Motorsport legend Sir Sitrling Moss has died at the age of 90. Following Sir Stirling's retirement in 2018, Andrew Frankel celebrated the 16-time grand prix winner's incredible career by touring the scenes of some of his finest moments. This is Andrew's feature as it ran at the time.
When he was young, he was known as the Boy Wonder. In time, he would become simply ‘Mr Motor Racing’.
If you ever wanted to prove that statistics prove nothing at all, the fact that Sir Stirling Craufurd Moss never won the Formula 1 world championship offers the evidence you need.
He should have won in 1958, winning four grands prix to Mike Hawthorn’s one. The latter appeared to have lost the crown when he was disqualified from the Portuguese GP for pushing his car the wrong way up the track. On the contrary, said Moss at his rival’s appeal, at the time Hawthorn was on the pavement...

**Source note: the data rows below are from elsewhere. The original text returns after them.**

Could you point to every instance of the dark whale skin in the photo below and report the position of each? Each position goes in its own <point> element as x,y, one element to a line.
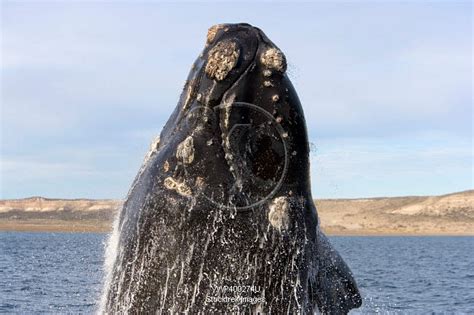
<point>222,206</point>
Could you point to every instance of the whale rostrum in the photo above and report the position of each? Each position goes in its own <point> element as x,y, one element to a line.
<point>220,217</point>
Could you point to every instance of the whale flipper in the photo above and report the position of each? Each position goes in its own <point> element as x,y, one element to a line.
<point>335,290</point>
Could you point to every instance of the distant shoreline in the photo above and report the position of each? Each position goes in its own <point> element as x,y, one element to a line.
<point>99,227</point>
<point>446,215</point>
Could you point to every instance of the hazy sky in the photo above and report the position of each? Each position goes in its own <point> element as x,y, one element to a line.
<point>386,88</point>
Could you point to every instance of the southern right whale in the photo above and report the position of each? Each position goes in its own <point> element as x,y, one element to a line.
<point>220,218</point>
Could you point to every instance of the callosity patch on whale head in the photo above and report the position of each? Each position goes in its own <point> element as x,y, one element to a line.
<point>224,199</point>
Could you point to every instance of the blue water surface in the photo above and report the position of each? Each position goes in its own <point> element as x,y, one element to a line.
<point>62,273</point>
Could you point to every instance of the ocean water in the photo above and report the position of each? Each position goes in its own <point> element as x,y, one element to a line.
<point>62,272</point>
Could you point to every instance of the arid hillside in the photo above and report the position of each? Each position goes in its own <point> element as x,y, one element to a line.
<point>451,214</point>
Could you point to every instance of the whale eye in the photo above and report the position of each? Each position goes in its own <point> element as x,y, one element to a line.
<point>221,59</point>
<point>273,59</point>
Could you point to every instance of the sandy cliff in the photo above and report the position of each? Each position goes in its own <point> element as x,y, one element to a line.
<point>451,214</point>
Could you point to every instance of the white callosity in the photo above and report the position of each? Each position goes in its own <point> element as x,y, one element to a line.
<point>273,59</point>
<point>278,213</point>
<point>180,187</point>
<point>185,151</point>
<point>222,58</point>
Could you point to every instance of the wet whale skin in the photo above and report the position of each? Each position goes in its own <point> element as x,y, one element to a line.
<point>220,217</point>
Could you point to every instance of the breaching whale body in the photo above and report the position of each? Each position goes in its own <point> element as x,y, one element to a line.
<point>220,218</point>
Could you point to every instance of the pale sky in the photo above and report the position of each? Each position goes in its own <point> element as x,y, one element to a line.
<point>386,88</point>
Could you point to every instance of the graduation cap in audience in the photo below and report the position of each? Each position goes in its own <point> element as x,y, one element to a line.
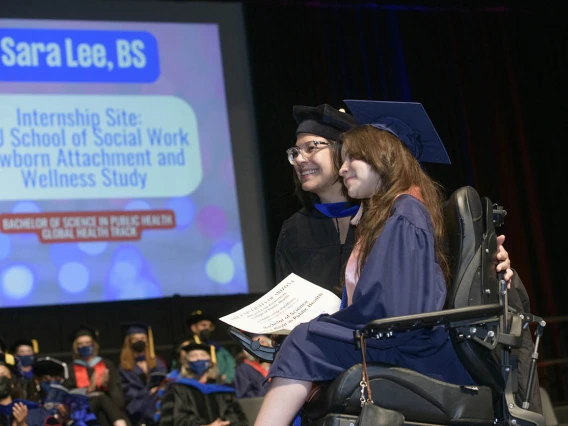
<point>32,343</point>
<point>408,121</point>
<point>199,315</point>
<point>135,327</point>
<point>84,330</point>
<point>47,366</point>
<point>322,120</point>
<point>193,345</point>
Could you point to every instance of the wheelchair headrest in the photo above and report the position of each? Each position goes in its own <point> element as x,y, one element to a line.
<point>465,233</point>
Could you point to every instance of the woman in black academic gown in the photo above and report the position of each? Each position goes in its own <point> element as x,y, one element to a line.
<point>141,373</point>
<point>316,241</point>
<point>98,376</point>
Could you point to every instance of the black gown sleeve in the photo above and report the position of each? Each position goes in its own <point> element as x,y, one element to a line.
<point>114,384</point>
<point>285,259</point>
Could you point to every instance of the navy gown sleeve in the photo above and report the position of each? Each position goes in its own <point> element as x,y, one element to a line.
<point>249,383</point>
<point>401,275</point>
<point>139,403</point>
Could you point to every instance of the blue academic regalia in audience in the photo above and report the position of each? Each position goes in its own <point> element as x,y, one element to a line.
<point>36,413</point>
<point>140,405</point>
<point>187,402</point>
<point>400,277</point>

Moss gained Hawthorn seven points, and lost the title to him by just one. Imagine Lewis Hamilton speaking up for Sebastian Vettel in such a way with so much as a bag of Jelly Babies at stake. That, far more than his myriad achievements and long before I got to call him a friend, is why Moss has always been my hero.

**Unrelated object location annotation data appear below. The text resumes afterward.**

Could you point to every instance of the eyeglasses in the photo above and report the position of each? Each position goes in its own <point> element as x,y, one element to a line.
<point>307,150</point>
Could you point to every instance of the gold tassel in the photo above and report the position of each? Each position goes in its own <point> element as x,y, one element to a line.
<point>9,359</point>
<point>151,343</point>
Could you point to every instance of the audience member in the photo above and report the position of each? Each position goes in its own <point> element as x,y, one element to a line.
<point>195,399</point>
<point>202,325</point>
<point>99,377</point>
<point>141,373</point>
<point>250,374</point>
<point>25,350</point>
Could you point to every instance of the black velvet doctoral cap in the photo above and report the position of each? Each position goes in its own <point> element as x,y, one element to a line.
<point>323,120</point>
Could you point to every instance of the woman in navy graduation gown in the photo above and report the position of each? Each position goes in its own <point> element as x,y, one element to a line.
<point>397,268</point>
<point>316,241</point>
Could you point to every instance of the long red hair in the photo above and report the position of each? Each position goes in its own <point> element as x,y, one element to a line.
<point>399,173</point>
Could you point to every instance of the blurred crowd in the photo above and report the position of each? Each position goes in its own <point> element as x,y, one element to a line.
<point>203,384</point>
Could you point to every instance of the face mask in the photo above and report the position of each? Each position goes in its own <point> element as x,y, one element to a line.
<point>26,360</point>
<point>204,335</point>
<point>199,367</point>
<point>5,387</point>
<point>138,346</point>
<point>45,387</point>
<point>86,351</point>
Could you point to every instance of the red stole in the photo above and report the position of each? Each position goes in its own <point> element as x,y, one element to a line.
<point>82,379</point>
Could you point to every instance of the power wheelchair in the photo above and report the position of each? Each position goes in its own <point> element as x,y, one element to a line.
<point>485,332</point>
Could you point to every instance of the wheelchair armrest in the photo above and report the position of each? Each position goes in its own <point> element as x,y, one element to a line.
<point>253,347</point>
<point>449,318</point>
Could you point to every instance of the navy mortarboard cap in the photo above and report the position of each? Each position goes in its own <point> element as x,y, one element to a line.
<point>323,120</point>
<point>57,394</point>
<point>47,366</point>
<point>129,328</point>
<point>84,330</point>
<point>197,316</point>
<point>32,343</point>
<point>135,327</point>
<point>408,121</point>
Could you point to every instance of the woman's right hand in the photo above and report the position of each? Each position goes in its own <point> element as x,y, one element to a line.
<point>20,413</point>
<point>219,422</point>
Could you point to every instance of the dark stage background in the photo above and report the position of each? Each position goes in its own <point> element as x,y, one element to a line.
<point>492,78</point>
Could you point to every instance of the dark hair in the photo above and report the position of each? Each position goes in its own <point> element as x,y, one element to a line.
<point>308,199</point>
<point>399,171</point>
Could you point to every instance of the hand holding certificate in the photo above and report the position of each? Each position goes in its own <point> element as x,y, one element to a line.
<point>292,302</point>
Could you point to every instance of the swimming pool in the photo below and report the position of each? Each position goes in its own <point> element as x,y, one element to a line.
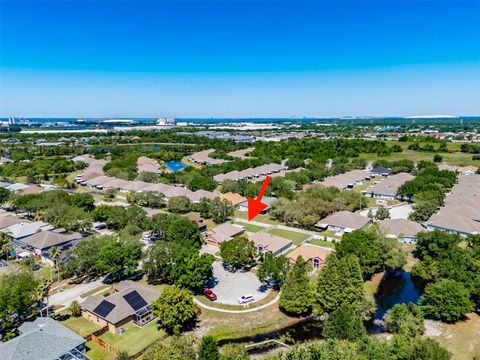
<point>175,165</point>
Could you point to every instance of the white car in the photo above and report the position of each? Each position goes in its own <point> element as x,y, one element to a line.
<point>245,299</point>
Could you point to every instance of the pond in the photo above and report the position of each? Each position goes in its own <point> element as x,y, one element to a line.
<point>175,165</point>
<point>396,287</point>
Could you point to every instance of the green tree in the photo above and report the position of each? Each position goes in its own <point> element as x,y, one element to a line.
<point>382,213</point>
<point>55,253</point>
<point>446,300</point>
<point>179,205</point>
<point>17,297</point>
<point>184,232</point>
<point>221,210</point>
<point>405,319</point>
<point>238,252</point>
<point>339,283</point>
<point>4,195</point>
<point>344,323</point>
<point>75,309</point>
<point>273,267</point>
<point>208,349</point>
<point>175,309</point>
<point>373,251</point>
<point>437,158</point>
<point>296,295</point>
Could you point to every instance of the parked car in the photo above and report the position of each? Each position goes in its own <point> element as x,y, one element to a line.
<point>245,299</point>
<point>210,295</point>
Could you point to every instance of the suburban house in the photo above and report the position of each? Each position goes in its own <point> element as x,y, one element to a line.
<point>267,200</point>
<point>129,304</point>
<point>43,339</point>
<point>401,229</point>
<point>388,189</point>
<point>265,242</point>
<point>42,241</point>
<point>313,254</point>
<point>454,224</point>
<point>234,198</point>
<point>343,221</point>
<point>461,213</point>
<point>223,232</point>
<point>380,171</point>
<point>346,180</point>
<point>199,221</point>
<point>24,229</point>
<point>8,219</point>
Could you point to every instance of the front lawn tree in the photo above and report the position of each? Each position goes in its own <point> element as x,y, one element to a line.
<point>405,319</point>
<point>273,267</point>
<point>344,324</point>
<point>296,295</point>
<point>175,309</point>
<point>382,213</point>
<point>339,283</point>
<point>446,300</point>
<point>238,253</point>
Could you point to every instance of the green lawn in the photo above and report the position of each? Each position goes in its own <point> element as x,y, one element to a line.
<point>297,238</point>
<point>250,227</point>
<point>102,288</point>
<point>454,158</point>
<point>81,326</point>
<point>322,243</point>
<point>95,352</point>
<point>135,338</point>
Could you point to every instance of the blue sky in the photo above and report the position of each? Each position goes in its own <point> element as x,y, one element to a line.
<point>239,59</point>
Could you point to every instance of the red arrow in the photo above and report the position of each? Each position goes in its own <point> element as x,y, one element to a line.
<point>255,206</point>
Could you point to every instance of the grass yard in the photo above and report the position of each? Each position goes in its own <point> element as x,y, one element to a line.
<point>102,289</point>
<point>249,227</point>
<point>95,352</point>
<point>462,339</point>
<point>81,326</point>
<point>135,338</point>
<point>455,158</point>
<point>297,238</point>
<point>322,243</point>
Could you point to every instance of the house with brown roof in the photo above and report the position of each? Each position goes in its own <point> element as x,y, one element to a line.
<point>129,304</point>
<point>223,232</point>
<point>265,242</point>
<point>343,221</point>
<point>402,229</point>
<point>199,221</point>
<point>312,254</point>
<point>388,189</point>
<point>235,199</point>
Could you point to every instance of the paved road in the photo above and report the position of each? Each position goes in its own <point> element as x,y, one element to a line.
<point>66,297</point>
<point>202,305</point>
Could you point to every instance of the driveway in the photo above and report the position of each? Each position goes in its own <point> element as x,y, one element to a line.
<point>230,286</point>
<point>66,297</point>
<point>396,212</point>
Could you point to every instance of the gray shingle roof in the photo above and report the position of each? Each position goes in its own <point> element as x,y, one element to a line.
<point>42,339</point>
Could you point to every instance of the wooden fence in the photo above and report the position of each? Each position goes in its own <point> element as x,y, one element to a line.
<point>95,338</point>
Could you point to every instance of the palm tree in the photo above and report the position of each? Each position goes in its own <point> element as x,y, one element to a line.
<point>41,293</point>
<point>55,253</point>
<point>5,244</point>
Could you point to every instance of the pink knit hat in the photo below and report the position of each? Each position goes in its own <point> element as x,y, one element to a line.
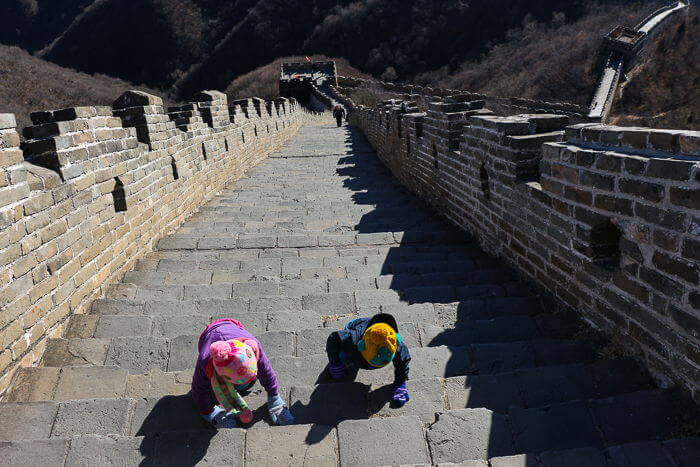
<point>235,361</point>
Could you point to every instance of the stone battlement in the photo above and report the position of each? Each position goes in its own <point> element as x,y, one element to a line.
<point>605,219</point>
<point>92,190</point>
<point>356,88</point>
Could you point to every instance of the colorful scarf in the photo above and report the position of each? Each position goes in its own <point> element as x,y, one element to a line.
<point>227,395</point>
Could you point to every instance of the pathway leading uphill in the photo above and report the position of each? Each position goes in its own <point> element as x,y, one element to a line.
<point>313,237</point>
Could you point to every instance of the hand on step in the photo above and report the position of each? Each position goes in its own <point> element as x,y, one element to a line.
<point>400,396</point>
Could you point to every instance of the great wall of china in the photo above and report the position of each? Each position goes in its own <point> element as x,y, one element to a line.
<point>94,188</point>
<point>489,226</point>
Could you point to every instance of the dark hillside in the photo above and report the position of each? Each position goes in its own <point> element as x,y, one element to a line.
<point>30,84</point>
<point>555,61</point>
<point>264,81</point>
<point>33,24</point>
<point>197,44</point>
<point>663,90</point>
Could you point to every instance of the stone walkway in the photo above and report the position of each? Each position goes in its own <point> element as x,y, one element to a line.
<point>314,236</point>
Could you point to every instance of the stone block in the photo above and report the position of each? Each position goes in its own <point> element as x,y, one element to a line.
<point>293,320</point>
<point>183,353</point>
<point>81,326</point>
<point>173,326</point>
<point>640,416</point>
<point>429,362</point>
<point>292,445</point>
<point>138,354</point>
<point>557,427</point>
<point>469,434</point>
<point>298,370</point>
<point>329,304</point>
<point>277,343</point>
<point>110,450</point>
<point>684,451</point>
<point>520,460</point>
<point>35,452</point>
<point>26,420</point>
<point>123,326</point>
<point>494,392</point>
<point>365,442</point>
<point>649,454</point>
<point>320,404</point>
<point>91,382</point>
<point>427,399</point>
<point>157,415</point>
<point>33,384</point>
<point>156,383</point>
<point>75,352</point>
<point>585,457</point>
<point>94,416</point>
<point>215,447</point>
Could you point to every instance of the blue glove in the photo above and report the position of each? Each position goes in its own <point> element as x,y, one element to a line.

Why this now? Simply because, after a long illness and at the age of 88, Moss has retired from public life, and now seemed as good a time as any to visit places on the British mainland where just some of the most extraordinary feats of his career were accomplished. As for transport, we wanted a car from a brand he’d raced, which today still includes BMW, Mercedes, Audi, Porsche, Jaguar, Aston Martin, Maserati, Ferrari, Lister, Lotus, MG and, if you count Cooper, Mini too. I chose a Maserati because it was his performances in a private 250F that brought Moss to the attention of Mercedes-Benz and catapulted him to stardom.
We opted for a GranTurismo MC, a car whose brief pleasingly combines the long-distance requirements of the 1000-mile journey it was to do with being the most sporting Maserati currently on sale.